The analysis of molecular interactions between antigens and antibodies is crucial for understanding the immunological mechanisms underlying the immune response and for developing effective therapies against various diseases. In this context, the ability to distinguish between protein interfaces that form stable and unstable complexes is a key step in the design of therapeutic antibodies and vaccines.

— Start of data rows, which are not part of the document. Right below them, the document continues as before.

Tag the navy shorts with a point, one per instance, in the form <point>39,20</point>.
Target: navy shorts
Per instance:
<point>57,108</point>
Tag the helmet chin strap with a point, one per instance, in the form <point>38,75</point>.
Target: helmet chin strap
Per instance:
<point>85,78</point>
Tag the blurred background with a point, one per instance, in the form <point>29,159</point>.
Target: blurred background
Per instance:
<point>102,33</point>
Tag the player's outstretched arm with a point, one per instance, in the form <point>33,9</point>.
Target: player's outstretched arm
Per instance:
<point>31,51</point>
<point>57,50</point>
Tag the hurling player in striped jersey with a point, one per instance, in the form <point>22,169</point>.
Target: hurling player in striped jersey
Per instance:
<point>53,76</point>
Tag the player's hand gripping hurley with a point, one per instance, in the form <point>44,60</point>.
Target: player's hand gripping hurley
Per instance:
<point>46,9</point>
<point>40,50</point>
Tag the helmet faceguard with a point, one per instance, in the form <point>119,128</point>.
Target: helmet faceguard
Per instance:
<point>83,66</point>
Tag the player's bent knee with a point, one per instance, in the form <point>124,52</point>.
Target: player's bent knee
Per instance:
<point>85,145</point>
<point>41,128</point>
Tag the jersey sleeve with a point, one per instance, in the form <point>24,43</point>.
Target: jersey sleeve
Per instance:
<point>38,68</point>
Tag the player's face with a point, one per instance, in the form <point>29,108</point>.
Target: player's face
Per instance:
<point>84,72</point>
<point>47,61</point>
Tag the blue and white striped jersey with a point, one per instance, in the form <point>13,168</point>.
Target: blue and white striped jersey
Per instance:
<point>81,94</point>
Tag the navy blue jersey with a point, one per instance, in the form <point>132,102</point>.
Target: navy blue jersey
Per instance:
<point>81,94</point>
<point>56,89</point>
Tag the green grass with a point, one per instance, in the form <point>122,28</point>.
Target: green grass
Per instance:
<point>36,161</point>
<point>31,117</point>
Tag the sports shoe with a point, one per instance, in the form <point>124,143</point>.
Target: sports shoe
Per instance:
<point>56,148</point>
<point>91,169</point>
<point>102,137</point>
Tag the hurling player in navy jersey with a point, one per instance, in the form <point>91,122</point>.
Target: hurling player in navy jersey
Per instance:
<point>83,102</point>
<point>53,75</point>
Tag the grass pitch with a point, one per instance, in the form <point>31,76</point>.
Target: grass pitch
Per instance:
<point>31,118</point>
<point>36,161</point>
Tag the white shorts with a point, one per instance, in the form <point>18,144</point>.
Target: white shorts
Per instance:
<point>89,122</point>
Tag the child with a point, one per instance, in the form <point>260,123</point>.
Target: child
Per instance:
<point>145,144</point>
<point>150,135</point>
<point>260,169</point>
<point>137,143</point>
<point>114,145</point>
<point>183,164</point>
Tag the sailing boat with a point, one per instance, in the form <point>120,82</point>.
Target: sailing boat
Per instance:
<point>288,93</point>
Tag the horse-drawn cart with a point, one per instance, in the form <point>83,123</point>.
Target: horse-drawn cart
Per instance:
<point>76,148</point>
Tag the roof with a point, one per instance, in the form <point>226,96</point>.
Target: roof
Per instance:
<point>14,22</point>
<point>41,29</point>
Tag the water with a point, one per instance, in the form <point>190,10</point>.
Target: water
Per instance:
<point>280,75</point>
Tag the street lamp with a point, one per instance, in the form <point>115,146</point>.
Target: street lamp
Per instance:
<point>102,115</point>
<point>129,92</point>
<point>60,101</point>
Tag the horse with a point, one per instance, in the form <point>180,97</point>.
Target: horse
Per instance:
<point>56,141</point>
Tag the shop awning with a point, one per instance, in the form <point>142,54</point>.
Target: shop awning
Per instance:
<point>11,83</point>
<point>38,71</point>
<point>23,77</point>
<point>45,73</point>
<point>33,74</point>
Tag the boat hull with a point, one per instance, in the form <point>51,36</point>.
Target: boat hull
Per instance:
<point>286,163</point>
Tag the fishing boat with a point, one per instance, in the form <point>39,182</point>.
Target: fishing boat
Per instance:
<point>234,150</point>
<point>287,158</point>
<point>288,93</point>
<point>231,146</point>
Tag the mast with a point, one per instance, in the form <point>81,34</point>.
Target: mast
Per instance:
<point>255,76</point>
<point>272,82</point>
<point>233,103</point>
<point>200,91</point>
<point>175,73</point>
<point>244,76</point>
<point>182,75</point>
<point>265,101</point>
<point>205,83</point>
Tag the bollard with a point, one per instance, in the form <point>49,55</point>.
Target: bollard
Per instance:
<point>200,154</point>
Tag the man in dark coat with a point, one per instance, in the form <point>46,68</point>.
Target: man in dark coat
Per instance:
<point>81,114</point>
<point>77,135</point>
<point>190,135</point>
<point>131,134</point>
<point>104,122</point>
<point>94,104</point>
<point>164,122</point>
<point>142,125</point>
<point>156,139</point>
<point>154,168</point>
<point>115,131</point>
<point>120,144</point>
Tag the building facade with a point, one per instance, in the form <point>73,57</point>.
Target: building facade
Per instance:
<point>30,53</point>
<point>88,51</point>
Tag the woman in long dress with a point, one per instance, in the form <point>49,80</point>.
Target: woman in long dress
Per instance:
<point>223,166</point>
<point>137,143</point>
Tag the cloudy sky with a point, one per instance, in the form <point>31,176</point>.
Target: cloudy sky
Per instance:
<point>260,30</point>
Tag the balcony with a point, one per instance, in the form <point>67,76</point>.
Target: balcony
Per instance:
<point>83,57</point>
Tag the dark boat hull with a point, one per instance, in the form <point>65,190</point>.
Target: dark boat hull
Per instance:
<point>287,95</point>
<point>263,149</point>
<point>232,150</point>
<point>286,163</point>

In recent years, deep learning models have provided advanced tools for biomedical research. This work introduces a novel approach to analyzing antibody-antigen interactions, and in particular SARS-CoV-2 spike protein-targeting antibodies, using a Siamese Neural Network specifically designed to integrate depth maps with geometric descriptors of molecular surfaces. By combining these representations, the model captures geometrical shape complementarity to differentiate between stable and unstable protein complexes. The network was trained using image-based representations of antigens and antibodies interfaces enriched with geometric descriptors, using data that include binders and non-binders of the SARS-CoV-2 spike protein receptor-binding domain. The deep learning network operates by comparing feature vectors representing these molecular surfaces; pairs with closer vectors in feature space are associated with stable interactions, while those with more distant vectors suggest instability. Extensive testing with different configurations achieved an accuracy of 90%, demonstrating the robustness of this approach to predict interactions. This innovative integration of artificial intelligence, depth maps and geometric descriptors offers promising applications for designing novel antibodies and vaccines.